The State of Real Personal Income
We hear a lot these days about wages: Are they rising fast enough that we can declare this a truly strong economy? Or are corporate profits and asset values roaring upward, while people’s wages post weak gains? The government’s Bureau of Economic Analysis provides some clues:
The BEA recently reported that real state personal income grew on average 1.1 percent in 2016, after increasing 4.7 percent in 2015.
Real state personal income is a state’s current-dollar personal income adjusted by the state’s regional price parity and the national personal consumption expenditures price index. (That’s a fancy way of saying that inflation is factored in).
The percent change in real state personal income ranged from 3.3 percent in Utah and Georgia to -3.6 percent in Wyoming.
In the District of Columbia, real personal income grew 4.5 percent.

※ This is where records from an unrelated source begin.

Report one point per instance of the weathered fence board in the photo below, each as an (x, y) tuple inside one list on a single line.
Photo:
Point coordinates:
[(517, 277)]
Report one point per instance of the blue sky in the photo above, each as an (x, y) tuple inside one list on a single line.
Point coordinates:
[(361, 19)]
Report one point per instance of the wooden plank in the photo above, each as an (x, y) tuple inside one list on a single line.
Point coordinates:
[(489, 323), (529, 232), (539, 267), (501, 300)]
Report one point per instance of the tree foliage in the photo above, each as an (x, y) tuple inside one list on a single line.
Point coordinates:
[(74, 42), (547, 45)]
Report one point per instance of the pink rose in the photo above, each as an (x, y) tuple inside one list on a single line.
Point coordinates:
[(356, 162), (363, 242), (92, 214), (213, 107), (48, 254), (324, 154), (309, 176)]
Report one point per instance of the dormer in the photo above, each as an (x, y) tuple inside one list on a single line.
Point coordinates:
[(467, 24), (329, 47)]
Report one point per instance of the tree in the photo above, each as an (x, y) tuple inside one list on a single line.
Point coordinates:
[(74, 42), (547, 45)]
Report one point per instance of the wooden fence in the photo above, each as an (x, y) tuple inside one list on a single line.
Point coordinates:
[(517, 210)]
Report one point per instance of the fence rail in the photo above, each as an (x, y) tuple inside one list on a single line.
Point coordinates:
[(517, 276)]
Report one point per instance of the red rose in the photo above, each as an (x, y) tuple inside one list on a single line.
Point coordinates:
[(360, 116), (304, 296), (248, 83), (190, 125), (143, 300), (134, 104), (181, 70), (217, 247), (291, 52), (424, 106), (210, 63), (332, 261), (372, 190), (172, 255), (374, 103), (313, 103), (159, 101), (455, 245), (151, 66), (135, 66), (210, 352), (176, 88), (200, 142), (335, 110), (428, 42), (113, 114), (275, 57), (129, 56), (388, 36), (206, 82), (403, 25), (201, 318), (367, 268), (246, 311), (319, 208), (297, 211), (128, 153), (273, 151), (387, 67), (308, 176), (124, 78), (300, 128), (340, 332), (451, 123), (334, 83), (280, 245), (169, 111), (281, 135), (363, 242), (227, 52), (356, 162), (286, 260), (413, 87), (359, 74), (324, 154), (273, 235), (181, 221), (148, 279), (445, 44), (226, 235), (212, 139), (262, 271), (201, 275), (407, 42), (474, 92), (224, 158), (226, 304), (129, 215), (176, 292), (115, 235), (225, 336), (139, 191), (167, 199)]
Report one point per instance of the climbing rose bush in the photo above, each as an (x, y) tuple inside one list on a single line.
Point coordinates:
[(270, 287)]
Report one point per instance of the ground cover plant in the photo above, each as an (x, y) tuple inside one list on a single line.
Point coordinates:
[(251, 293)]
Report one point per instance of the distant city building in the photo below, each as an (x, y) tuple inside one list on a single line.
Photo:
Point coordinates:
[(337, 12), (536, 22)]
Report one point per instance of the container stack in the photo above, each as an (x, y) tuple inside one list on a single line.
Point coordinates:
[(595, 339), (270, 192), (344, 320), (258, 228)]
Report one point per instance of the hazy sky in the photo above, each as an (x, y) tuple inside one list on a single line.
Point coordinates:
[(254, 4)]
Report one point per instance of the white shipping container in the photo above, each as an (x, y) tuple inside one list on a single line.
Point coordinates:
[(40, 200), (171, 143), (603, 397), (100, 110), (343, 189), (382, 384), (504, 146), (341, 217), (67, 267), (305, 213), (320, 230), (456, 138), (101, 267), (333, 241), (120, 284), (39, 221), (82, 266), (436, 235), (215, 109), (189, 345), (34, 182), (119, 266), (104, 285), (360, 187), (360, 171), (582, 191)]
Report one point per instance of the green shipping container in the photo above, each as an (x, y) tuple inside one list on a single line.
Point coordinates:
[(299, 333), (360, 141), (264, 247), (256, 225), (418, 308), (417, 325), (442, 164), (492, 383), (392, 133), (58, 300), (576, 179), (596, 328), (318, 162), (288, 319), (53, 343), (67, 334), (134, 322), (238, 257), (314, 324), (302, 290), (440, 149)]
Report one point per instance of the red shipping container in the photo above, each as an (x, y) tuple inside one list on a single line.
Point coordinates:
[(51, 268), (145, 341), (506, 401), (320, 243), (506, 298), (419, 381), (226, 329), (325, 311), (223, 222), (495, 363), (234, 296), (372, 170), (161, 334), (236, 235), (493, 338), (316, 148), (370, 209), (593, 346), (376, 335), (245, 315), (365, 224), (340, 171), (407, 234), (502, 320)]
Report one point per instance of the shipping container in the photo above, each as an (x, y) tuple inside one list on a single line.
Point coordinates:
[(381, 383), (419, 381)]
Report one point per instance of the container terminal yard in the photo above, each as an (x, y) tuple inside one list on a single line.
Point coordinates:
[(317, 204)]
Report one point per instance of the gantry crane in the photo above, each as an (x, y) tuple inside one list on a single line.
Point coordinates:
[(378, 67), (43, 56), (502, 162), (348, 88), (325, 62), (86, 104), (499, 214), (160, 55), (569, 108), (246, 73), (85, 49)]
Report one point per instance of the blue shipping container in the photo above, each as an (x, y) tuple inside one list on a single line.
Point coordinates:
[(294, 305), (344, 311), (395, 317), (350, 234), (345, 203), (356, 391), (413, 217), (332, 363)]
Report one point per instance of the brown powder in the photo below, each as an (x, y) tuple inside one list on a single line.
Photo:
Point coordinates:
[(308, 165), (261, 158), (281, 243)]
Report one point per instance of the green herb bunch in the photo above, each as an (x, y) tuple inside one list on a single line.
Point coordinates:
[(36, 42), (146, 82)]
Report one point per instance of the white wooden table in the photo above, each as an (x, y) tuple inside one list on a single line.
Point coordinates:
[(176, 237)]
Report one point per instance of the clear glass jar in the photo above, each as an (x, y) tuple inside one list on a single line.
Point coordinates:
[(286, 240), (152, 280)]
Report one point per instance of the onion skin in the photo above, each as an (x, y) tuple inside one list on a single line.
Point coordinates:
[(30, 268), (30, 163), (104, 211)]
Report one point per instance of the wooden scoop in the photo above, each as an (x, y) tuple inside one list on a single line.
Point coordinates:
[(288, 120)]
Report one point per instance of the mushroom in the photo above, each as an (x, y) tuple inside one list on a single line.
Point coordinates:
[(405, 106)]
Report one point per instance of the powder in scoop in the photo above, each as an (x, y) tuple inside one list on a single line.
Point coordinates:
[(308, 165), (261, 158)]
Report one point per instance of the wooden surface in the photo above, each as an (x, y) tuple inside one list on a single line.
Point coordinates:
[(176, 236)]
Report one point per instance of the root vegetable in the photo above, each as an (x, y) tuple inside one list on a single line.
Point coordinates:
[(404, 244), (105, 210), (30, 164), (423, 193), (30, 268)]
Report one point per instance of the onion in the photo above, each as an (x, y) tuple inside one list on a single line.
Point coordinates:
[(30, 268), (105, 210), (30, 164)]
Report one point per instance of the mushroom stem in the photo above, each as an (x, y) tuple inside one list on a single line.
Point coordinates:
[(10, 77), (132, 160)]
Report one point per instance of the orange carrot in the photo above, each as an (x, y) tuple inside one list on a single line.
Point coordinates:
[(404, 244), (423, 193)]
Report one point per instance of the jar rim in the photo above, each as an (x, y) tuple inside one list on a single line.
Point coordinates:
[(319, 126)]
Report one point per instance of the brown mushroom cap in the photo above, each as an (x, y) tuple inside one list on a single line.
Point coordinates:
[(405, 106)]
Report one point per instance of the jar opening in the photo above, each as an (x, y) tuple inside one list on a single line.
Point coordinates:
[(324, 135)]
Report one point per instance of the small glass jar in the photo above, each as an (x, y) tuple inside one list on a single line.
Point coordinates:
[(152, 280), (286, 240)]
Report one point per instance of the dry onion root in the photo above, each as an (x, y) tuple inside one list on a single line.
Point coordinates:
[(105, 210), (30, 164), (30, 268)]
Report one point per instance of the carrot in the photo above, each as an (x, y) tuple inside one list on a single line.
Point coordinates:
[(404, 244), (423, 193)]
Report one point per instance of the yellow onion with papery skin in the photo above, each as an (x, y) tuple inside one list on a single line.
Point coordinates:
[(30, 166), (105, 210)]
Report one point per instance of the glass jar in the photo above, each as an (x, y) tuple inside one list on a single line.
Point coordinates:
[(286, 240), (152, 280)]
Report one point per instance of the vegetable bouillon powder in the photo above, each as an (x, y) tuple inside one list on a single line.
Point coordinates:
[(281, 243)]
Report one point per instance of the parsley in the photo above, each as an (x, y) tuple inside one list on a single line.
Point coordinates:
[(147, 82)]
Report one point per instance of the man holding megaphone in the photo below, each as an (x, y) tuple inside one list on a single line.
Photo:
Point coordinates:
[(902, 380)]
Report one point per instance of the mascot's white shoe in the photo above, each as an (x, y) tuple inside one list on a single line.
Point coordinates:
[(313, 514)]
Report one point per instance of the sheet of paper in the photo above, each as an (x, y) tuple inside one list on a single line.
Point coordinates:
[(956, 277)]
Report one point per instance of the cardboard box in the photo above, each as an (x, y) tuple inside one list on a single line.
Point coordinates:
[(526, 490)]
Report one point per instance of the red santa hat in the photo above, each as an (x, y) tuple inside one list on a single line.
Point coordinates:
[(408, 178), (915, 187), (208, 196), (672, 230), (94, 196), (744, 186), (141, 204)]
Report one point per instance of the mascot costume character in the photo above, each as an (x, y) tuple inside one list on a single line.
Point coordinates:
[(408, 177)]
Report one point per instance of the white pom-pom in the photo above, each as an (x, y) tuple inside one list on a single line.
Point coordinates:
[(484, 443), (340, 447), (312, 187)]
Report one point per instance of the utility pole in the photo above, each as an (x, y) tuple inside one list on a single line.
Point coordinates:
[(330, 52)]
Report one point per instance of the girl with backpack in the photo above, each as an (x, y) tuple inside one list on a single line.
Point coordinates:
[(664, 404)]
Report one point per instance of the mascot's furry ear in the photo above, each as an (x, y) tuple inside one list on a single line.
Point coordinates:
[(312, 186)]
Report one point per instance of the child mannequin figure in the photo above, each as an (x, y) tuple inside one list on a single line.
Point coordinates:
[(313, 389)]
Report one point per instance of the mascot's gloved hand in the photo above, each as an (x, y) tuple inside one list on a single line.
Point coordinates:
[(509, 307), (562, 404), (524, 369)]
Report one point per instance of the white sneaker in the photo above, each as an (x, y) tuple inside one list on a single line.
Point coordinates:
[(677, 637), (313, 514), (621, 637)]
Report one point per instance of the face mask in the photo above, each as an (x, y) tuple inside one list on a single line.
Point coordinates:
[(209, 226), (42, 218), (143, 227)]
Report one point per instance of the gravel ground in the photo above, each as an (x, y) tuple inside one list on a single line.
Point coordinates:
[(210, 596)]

Across metropolitan areas, the percent change ranged from 6.6 percent in Jacksonville, NC to -8.1 percent in Midland, TX and Odessa, TX (table 4).
- States with the fastest growth in real personal income were Utah (3.3 percent), Georgia (3.3 percent), and Washington (3.0 percent). The District of Columbia’s real personal income grew 4.5 percent.
- Eight states had declining real personal income. The largest percent declines were in Wyoming (-3.6 percent), Oklahoma (-2.7 percent), and Louisiana (-1.9 percent).
- Large metropolitan areas – those with population greater than two million – with the fastest growth in real personal income were Atlanta-Sandy Springs-Roswell, GA (3.4 percent), Orlando-Kissimmee-Sanford, FL (3.3 percent), and Charlotte-Concord-Gastonia, NC-SC (3.2 percent).
- The three large metropolitan areas with declining real personal income were Houston-The Woodlands-Sugar Land, TX (-3.3 percent), Denver-Aurora-Lakewood, CO (-0.7 percent), and Pittsburgh, PA (-0.4 percent).
Now, to gain some perspective on what this means, compare the rise in such things as corporate profits, stocks and real estate to these gains in real wages.
For instance, during the period covered, the S&P 500 gained more than 11%, and national residential real estate prices went up by more than 8%. It was a very good time to be an investor.